QUOTE: “The study of consciousness needs to be lifted out of the mysticism that has dominated it. Consciousness is not just a matter of philosophy, opinion, or religion. It's a matter of hard science. It's a matter of understanding the brain and the mind—a trillion-stranded sculpture made out of information. (My bold) It's also a matter of engineering. If we can understand the functionality of the brain, then we can build the same functionality into our computers..."-Earlier he said the brain processes information (my bold). Yes. But now he says the brain and the mind...are made out of information (my bold). This means firstly that information processes information. It is what you have called “shorthand” and what I call a misleading and confusing use of the word. No, information does not process information.

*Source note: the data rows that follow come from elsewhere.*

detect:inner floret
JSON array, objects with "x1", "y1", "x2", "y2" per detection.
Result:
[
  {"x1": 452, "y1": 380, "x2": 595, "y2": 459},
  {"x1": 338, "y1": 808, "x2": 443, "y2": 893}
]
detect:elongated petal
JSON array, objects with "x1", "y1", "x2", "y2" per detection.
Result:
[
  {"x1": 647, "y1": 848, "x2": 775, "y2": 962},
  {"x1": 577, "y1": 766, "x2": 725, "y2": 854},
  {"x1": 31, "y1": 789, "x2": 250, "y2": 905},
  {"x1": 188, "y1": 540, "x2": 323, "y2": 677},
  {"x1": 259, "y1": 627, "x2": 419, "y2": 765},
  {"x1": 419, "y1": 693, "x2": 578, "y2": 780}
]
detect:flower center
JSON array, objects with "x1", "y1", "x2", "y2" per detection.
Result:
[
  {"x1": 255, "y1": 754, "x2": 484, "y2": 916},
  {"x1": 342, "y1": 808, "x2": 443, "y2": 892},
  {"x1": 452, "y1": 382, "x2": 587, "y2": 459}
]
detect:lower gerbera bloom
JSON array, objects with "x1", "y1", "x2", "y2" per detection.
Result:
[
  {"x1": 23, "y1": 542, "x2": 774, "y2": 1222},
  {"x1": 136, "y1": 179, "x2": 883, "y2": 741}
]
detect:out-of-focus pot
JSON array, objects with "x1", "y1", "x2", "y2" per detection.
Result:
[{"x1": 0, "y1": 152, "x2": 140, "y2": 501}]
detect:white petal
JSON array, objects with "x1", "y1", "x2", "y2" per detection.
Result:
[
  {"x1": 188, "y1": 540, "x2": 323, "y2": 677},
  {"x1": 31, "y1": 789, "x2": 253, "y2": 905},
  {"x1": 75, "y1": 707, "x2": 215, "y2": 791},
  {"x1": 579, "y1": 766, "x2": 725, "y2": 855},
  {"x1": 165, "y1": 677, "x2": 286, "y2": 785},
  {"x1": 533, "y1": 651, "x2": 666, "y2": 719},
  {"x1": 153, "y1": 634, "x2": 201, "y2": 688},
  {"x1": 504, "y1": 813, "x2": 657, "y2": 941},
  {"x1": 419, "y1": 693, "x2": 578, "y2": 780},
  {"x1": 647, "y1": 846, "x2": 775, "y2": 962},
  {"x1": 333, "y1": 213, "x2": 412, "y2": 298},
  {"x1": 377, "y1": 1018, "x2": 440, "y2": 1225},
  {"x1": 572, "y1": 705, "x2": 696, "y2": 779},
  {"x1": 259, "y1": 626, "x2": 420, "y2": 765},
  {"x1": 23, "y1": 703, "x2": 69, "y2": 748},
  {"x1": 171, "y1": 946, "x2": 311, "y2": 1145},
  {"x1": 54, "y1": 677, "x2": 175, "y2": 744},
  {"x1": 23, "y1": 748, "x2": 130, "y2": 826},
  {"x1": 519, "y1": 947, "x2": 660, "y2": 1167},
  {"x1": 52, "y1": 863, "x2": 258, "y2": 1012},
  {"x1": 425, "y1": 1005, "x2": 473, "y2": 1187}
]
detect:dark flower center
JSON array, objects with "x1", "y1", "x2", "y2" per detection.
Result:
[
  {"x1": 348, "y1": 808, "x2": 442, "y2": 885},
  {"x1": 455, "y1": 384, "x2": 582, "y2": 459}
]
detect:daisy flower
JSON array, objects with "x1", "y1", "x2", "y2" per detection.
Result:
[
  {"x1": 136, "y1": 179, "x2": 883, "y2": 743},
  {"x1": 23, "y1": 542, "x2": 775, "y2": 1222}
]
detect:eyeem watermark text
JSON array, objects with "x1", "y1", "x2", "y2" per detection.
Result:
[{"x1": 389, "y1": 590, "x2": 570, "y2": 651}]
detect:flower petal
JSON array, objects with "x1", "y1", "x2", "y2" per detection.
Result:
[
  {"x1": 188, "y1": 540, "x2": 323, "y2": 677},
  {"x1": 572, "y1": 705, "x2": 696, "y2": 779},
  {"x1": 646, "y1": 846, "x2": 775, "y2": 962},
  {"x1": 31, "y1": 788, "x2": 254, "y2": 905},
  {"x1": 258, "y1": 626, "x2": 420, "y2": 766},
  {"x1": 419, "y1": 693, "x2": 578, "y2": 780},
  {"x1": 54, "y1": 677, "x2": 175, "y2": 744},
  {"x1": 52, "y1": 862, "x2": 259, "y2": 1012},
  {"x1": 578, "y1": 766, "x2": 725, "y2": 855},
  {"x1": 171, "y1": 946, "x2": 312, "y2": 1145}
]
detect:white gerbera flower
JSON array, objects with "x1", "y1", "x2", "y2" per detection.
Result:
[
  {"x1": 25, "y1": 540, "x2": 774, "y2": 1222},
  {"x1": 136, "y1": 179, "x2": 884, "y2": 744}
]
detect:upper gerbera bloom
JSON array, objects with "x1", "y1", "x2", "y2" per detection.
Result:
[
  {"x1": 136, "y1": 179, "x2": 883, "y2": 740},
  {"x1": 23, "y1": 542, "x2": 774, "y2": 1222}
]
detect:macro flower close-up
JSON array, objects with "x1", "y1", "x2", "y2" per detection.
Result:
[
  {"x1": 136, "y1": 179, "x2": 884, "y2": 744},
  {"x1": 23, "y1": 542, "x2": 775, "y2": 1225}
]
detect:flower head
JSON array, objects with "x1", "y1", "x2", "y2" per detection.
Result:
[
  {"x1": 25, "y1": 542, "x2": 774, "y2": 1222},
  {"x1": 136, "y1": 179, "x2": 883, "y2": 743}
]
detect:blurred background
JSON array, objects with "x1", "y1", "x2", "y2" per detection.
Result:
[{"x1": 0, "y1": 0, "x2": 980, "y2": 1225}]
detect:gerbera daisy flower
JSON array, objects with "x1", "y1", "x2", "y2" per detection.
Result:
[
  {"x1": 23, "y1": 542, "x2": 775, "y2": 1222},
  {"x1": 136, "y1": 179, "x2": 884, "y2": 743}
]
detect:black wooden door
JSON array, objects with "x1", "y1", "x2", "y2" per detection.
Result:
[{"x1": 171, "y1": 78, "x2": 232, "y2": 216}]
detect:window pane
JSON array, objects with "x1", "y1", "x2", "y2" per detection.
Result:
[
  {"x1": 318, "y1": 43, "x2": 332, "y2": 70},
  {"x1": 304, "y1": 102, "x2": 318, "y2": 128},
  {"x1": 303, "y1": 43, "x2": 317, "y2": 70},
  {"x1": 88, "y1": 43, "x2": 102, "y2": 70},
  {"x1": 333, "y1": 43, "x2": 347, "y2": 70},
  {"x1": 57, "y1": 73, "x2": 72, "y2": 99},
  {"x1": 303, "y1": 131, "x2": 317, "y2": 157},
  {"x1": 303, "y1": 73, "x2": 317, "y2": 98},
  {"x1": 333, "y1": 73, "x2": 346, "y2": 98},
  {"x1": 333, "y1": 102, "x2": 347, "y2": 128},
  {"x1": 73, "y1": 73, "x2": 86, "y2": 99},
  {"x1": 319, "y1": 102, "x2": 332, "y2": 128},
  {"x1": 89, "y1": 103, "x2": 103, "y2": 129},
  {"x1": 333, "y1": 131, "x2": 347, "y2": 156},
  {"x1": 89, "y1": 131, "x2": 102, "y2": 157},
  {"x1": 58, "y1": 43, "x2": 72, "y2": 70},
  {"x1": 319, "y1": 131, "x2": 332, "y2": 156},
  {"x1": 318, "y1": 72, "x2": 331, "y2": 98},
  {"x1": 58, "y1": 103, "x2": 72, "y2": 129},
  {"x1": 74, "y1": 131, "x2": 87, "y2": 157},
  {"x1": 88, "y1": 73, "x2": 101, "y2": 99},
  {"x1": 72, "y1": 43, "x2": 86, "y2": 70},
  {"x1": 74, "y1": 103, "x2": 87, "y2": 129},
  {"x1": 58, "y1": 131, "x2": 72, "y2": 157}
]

As I keep saying, we need to distinguish between the content of consciousness, which is information, and the mechanism that processes it. Some of the processing is unconscious, and that is the extent to which I'd say it is true that the brain processes information. I'd also say that nobody can pinpoint the exact stage at which unconscious processes become conscious. But we are now talking specifically about consciousness, and he takes it for granted that the brain and the CONSCIOUS mind are synonymous. You could hardly have a more direct opposition to your own belief that “consciousness is based on information but is immaterial in itself.” What this boils down to, therefore, is a very simple hypothesis: if the mind and the brain are synonymous, and consciousness is the PRODUCT of materials, it should be possible for us to create artificial consciousness. But the “if” is the big question, and until we know the SOURCE of consciousness (if we ever do), his musings are based on a purely subjective assumption.